Close up of the interior of an eye done by an opthalmological scan. (Source: University of Leeds)

 AI Looks for Heart Problems from Scans Done during Routine Eye Check-ups

One person dies every 36 seconds in the United States from cardiovascular disease. About 659,000 people in the United States die from heart disease each year—that’s 1 in every 4 deaths. Those are the numbers from September of 2021. Further, there are around 28 million people in the US with heart disease according to statistics. Every year, 805,000 Americans have a heart attack, 605,000 of them for the first time. If you have a heart you are at risk like everyone else, no matter how well you treat that heart.

So when AI is part of a new detection system that can predict the probability of a heart attack simply by looking at a person’s eye scan, you can bet lots of folks were interested.

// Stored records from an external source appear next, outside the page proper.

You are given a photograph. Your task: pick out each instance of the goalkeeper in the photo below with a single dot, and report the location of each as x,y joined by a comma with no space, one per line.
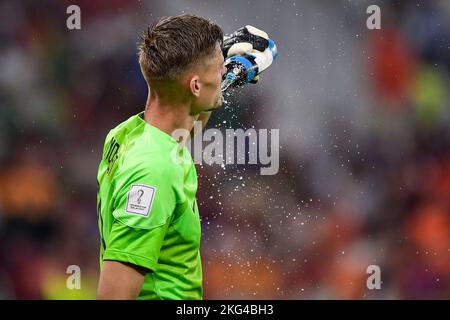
148,217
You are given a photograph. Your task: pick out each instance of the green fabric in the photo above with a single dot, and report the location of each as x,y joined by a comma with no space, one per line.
147,211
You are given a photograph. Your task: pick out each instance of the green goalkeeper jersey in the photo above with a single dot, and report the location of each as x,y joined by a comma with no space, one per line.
147,211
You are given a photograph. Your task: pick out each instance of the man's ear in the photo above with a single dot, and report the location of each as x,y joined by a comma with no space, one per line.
195,86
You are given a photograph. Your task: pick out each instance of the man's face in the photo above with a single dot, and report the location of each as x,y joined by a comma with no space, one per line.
210,78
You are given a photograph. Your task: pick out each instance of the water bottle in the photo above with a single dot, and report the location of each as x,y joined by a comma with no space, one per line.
244,68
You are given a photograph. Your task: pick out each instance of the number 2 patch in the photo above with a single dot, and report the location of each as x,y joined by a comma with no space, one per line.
140,199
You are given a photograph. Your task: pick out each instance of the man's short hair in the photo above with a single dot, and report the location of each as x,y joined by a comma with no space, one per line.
172,44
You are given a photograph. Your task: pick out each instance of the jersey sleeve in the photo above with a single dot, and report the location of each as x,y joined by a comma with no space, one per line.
142,211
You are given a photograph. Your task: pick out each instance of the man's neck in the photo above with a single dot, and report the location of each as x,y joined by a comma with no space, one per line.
168,117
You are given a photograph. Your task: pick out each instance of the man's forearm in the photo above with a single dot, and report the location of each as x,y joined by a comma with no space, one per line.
119,281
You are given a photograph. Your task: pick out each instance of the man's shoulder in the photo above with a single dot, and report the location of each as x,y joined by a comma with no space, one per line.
146,158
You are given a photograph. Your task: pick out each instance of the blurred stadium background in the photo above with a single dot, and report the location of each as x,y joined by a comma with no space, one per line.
364,162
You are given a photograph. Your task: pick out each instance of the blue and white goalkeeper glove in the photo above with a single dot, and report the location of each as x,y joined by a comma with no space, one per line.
247,52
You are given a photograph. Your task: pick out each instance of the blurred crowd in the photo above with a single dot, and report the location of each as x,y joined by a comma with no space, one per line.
364,125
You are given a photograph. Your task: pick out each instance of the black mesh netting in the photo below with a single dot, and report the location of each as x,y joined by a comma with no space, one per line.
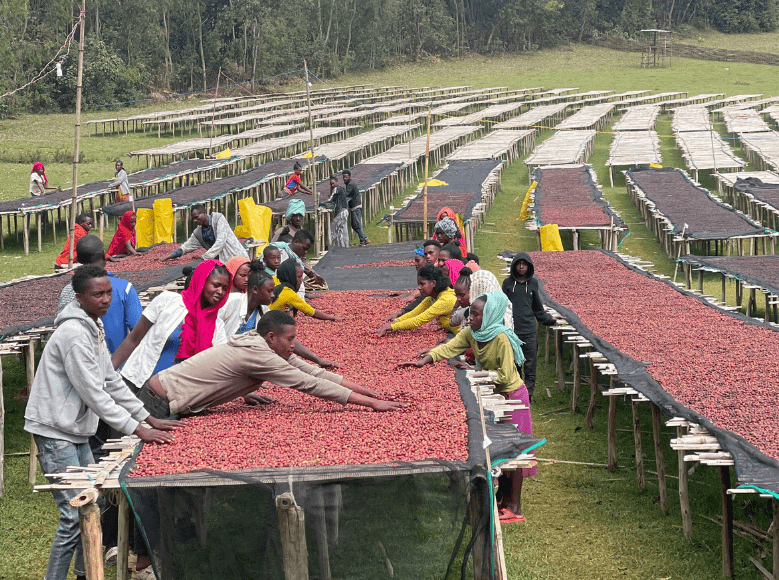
569,197
52,200
431,518
753,468
683,202
363,175
190,195
765,192
760,271
463,191
33,303
331,267
176,169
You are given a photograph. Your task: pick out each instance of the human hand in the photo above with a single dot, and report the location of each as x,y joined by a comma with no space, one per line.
328,364
164,424
384,406
152,435
461,365
381,331
409,363
255,399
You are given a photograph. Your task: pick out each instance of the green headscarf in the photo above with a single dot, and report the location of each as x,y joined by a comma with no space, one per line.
295,207
492,323
288,277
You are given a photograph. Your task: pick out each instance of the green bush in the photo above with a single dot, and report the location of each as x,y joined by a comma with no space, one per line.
106,79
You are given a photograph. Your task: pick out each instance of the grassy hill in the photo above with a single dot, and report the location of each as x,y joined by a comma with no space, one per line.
583,522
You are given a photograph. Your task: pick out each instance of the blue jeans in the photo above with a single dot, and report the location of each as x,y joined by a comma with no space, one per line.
54,456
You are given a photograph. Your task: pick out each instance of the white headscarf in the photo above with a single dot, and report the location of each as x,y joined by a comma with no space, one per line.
484,282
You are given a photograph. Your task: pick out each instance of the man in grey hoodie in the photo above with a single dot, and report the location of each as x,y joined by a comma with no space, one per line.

A new piece from brings great news regarding heart disease and its early detection.

Scientists have developed an artificial intelligence (AI) system that can analyze eye scans taken during a routine visit to an optician or eye clinic and identify patients at a high risk of a heart attack.

Doctors have recognized that changes to the tiny blood vessels in the retina are indicators of broader vascular disease, including problems with the heart.

In the research, led by the University of Leeds, deep learning techniques were used to train the AI system to automatically read retinal scans and identify those people who, over the following year, were likely to have a heart attack.

Professor Alex Frangi, who holds the Diamond Jubilee Chair in Computational Medicine at the University of Leeds and is a Turing Fellow at the Alan Turing Institute, supervised the research.

“This technique opens-up the possibility of revolutionizing the screening of cardiac disease. Retinal scans are comparatively cheap and routinely used in many optician practices. As a result of automated screening, patients who are at high risk of becoming ill could be referred to specialist cardiac services.

“The scans could also be used to track the early signs of heart disease.”

The UK Biobank provided data for the study. This breakthrough didn’t come from just a couple of programmers in the office.

This effort was a worldwide gathering of scientists, opticians, heart disease specialists, and more from the University of Leeds; Leeds Teaching Hospitals NHS Trust; the University of York; the Cixi Institute of Biomedical Imaging in Ningbo, part of the Chinese Academy of Sciences; the University of Cote d’Azur, France; the National Centre for Biotechnology Information and the National Eye Institute, both part of the National Institutes for Health in the US; and KU Leuven in Belgium.

That’s a pretty prestigious group of people who by integrating AI with the other professions and came up with a completely amazing and brand-new medical tool.

The AI can scan the optic images, and by measuring the size of various arteries it can tell if one side of the heart is pumping properly or if it isn’t. It has 70% to 80% accuracy — and can predict if patients are at risk of a heart attack over the next year.

There is hardly a day that goes by anymore where AI isn’t used in tackling a medical problem and coming up with a new and better answer to old questions.